Posts Tagged ‘EU’

BBC ‘to face EU action’

Tuesday, June 26th, 2007

The BBC’s decision to offer its ‘iPlayer’ download service only to customers of Microsoft is facing referral to the EU’s competition authorities. For those of you outside the UK, I’ll give a bit of background:

The BBC is funded by the public through a tax known as the ‘TV licence’. Anyone who owns a TV is obliged to be a paying customer of the BBC, even if they have no interest in is content. Failure to pay results in criminal sanctions. As well as having to provide the service which members of the public have paid for (some under protest), the BBC is required by its charter to be impartial.

The company intends to use Microsoft DRM with its ‘iPlayer’ service, which results in the exclusion of all BBC customers who are not also customers of Microsoft (as the latter has not provided DRM players for other operating systems). This is despite the existing use of RealMedia for all of the BBC’s streaming video services - a DRM system which is available on most computer operating systems.
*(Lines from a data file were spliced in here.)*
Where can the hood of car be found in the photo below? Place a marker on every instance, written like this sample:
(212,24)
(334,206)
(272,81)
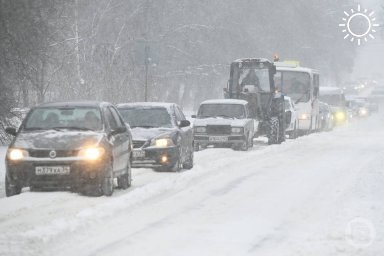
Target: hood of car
(144,134)
(336,109)
(220,121)
(60,140)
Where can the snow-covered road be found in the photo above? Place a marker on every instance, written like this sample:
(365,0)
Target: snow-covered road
(317,195)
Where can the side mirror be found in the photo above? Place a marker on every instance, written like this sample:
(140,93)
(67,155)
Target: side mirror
(184,123)
(11,130)
(118,130)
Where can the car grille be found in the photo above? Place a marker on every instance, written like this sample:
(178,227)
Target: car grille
(138,143)
(44,153)
(219,129)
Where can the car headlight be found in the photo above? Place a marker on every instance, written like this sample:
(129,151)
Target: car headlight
(200,129)
(162,143)
(237,130)
(304,116)
(92,153)
(16,154)
(340,115)
(363,112)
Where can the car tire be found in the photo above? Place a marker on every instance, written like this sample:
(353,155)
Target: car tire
(35,188)
(273,130)
(196,147)
(107,186)
(189,163)
(11,189)
(245,145)
(294,133)
(124,181)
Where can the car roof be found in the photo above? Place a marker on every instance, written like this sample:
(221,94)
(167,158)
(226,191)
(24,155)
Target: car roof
(224,101)
(146,105)
(330,90)
(73,104)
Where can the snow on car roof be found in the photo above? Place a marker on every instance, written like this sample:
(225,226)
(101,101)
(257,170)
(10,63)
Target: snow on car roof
(296,69)
(83,103)
(252,59)
(224,101)
(146,105)
(330,90)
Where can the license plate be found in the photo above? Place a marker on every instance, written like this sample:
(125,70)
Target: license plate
(218,139)
(138,154)
(52,170)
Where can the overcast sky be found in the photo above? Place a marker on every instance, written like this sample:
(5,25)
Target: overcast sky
(371,55)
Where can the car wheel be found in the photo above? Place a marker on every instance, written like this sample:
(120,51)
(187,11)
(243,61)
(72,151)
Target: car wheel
(11,189)
(196,147)
(107,182)
(189,163)
(124,181)
(250,142)
(35,188)
(245,145)
(273,133)
(294,133)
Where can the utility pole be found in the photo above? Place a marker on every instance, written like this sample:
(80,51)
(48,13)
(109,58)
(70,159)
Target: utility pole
(146,62)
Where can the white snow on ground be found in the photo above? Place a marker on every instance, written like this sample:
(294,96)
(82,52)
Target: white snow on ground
(317,195)
(3,150)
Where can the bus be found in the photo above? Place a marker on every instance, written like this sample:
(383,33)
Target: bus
(302,85)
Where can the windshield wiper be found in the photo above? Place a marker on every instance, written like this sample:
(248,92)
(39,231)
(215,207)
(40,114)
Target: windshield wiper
(72,128)
(301,97)
(225,116)
(144,126)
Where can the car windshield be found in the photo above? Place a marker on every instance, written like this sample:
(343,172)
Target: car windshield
(332,99)
(221,110)
(294,84)
(147,117)
(74,118)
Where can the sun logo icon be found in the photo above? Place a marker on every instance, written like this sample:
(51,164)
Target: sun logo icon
(359,25)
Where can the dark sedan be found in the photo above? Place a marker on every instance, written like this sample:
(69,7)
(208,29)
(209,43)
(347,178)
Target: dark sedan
(78,145)
(162,137)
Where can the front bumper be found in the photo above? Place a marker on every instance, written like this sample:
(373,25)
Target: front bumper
(156,157)
(304,124)
(23,173)
(219,140)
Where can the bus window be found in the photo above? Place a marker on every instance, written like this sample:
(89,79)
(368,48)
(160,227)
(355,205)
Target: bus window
(297,85)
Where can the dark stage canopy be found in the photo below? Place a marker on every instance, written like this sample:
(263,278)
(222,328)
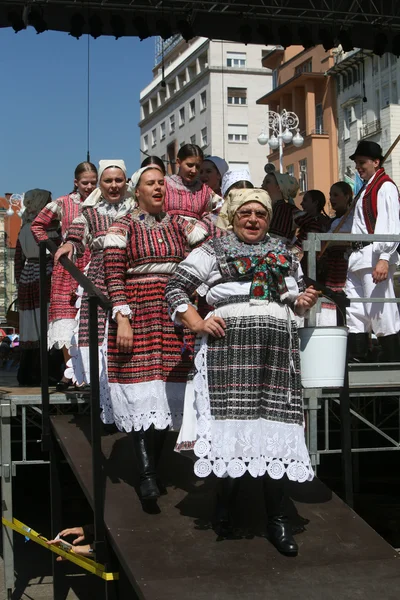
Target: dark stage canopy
(373,25)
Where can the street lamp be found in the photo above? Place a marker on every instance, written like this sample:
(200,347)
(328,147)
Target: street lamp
(281,126)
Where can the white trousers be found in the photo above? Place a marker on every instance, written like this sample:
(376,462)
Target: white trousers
(381,318)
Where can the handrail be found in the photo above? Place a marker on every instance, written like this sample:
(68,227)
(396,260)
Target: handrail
(77,274)
(312,245)
(96,299)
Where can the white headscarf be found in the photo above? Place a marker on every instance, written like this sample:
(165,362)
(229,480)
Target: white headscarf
(231,177)
(134,180)
(95,196)
(220,164)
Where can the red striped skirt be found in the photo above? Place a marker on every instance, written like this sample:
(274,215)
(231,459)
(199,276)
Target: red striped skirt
(161,350)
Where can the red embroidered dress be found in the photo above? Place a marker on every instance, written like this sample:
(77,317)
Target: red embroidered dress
(141,252)
(62,310)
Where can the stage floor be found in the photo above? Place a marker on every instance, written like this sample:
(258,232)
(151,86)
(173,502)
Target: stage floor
(176,553)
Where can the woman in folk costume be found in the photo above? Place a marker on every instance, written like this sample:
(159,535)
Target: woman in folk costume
(333,265)
(88,231)
(186,195)
(26,264)
(148,357)
(63,211)
(246,411)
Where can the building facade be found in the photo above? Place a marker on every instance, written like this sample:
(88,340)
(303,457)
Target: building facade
(368,106)
(207,96)
(301,84)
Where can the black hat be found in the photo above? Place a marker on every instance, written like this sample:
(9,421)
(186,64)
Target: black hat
(369,149)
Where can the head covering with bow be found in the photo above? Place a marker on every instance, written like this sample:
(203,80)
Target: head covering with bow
(236,199)
(34,201)
(134,180)
(95,196)
(231,177)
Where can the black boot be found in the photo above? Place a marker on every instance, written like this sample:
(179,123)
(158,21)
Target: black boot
(279,530)
(358,347)
(159,440)
(228,488)
(390,348)
(143,442)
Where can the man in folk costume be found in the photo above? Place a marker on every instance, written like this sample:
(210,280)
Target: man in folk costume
(372,265)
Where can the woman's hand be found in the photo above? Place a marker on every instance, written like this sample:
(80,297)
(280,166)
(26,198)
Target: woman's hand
(214,326)
(67,249)
(381,271)
(306,300)
(124,334)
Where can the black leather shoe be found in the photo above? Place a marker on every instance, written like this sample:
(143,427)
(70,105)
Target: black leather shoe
(279,533)
(149,489)
(62,386)
(143,442)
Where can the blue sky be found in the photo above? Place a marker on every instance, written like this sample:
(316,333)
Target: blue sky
(43,105)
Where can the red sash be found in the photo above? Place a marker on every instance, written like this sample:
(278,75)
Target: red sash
(370,199)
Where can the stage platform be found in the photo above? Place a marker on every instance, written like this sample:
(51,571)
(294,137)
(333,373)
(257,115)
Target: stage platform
(175,553)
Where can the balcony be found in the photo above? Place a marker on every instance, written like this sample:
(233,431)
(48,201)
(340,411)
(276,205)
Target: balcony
(370,128)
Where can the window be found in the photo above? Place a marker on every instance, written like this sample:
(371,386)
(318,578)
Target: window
(172,124)
(204,137)
(305,67)
(350,77)
(303,182)
(237,133)
(395,98)
(237,96)
(385,96)
(162,130)
(319,119)
(236,59)
(274,78)
(181,116)
(203,100)
(346,122)
(385,60)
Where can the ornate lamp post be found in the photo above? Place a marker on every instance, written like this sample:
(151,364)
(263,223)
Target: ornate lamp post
(281,126)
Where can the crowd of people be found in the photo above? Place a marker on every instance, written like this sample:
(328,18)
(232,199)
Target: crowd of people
(204,273)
This shows that there is no need to endorse one operating system vendor in order to ‘protect’ content.

EU law prohibits companies from concluding market-restricting agreements which harm competition or consumers. The Open Source Consortium (who I’ve never heard of, despite using a lot of OSS) plans to make a complaint to the EU authorities on this basis. Although I’m actually a Windows user myself, I think it is unacceptable for a publicly-funded broadcaster such as the BBC to refuse to provide its services to customers of companies other than Microsoft. What is worse is that the government has allowed this to go as far as the EU - this proposal should have been stomped on at the UK level.